In his most recent opinion piece that was published in the Wall Street Journal, the U.S. The chairman of the Securities and Exchange Commission stated that he did not see any reason to treat the cryptocurrency market differently from traditional markets "just because it uses a different technology." He stated that despite the fact that the federal securities laws in the United States are over 85 years old, they generally protect investors, including those in the cryptocurrency sector.
"We can do away with the notion that crypto financing is not subject to regulation. On the other hand, these regulations have been in place for some decades. However, the platforms aren't keeping up with them. According to what Gensler noted, "noncompliance is not an inevitable byproduct of either the cryptocurrency business model or the underlying cryptocurrency technology."

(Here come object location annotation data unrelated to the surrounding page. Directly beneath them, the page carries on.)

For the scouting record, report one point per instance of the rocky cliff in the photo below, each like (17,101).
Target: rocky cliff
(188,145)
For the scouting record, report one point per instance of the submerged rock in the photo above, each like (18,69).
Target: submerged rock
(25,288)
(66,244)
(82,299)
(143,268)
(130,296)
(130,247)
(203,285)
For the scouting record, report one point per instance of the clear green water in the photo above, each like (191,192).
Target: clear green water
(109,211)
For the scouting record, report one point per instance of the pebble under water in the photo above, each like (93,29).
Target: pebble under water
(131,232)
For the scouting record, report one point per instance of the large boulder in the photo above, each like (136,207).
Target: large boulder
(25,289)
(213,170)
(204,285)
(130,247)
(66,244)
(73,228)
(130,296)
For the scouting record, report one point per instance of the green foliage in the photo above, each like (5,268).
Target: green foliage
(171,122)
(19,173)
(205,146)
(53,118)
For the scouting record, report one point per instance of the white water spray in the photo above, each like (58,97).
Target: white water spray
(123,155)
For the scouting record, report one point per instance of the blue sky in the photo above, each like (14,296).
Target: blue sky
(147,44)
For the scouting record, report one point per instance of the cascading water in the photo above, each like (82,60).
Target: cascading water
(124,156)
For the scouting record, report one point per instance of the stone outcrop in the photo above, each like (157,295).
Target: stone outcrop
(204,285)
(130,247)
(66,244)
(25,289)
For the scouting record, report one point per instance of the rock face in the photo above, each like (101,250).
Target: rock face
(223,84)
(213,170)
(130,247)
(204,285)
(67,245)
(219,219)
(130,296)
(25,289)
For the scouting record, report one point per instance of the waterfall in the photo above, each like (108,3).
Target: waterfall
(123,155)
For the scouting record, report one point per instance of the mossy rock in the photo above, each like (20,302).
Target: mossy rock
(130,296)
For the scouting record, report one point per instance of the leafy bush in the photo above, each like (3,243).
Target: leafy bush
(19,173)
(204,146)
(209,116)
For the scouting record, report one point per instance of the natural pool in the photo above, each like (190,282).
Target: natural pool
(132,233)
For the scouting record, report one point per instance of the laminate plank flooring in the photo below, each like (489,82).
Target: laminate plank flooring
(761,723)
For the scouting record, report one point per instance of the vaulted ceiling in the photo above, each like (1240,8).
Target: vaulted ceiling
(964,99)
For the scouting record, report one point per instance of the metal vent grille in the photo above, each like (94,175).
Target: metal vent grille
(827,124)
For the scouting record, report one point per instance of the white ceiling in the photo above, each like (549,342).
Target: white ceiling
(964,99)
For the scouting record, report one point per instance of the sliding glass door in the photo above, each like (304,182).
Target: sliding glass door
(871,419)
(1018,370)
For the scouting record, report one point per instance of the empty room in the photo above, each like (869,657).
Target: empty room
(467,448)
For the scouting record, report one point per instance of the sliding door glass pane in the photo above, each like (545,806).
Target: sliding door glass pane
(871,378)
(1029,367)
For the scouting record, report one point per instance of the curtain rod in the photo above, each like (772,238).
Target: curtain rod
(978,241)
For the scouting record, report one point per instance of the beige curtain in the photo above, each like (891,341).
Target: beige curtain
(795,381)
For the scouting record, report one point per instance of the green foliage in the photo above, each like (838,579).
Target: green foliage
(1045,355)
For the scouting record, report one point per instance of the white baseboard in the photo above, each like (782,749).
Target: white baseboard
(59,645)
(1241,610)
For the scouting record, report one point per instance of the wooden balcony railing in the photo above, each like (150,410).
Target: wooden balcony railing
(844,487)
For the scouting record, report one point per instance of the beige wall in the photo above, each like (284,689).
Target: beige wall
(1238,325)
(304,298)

The former investment banker made the observation that recent market developments have demonstrated why cryptocurrency companies need to comply with securities rules. According to Gensler, who cited BlockFi as an example, "in recent months, a number of crypto lending platforms have either locked their investors' accounts or gone bankrupt." It was discovered that this cryptocurrency loan firm has borrowed over $10 billion in crypto assets from investors while promising them an attractive interest rate in return. According to Gensler, the steps taken by BlockFi transformed "BlockFi Interest Accounts" into a security. "BlockFi Interest Accounts" are the firm's lending product. Additionally, BlockFi proceeded to package the pooled assets and issue them as loans to institutional borrowers. Additionally, BlockFi invested funds in other securities, thereby transforming itself into an investing company. Before receiving a call from the regulators, Celsius and Voyager Digital had likewise followed the same course of action. It is not the first time that Gensler has asserted that his organization need to be in charge of the administration of various cryptocurrencies like Cardano, Dogecoin, and others. However, as a result of his unyielding stance, he has ruffled the feathers of certain key people in the cryptocurrency industry. These individuals are of the opinion that he harbors nefarious intentions regarding the fledgling industry. In response to Gensler's opinion piece, John Deaton, founder of Crypto Law, wrote a response in which he asserted that the head of the SEC was illegally beyond the boundaries of his jurisdiction. Since Congress had not passed any regulations to oversee the cryptocurrency sector since the Howey case, the only institution that was best suited for the role was the Commodity Futures Trading Commission (CFTC), according to his interpretation of the situation.
According to Deaton, "Gensler has utilized this apparent lack of clarity to unleash a campaign of regulation by enforcement — extending Howey beyond recognition." "As a legal doctrine, it should worry everyone well beyond the crypto realm," Deaton stated.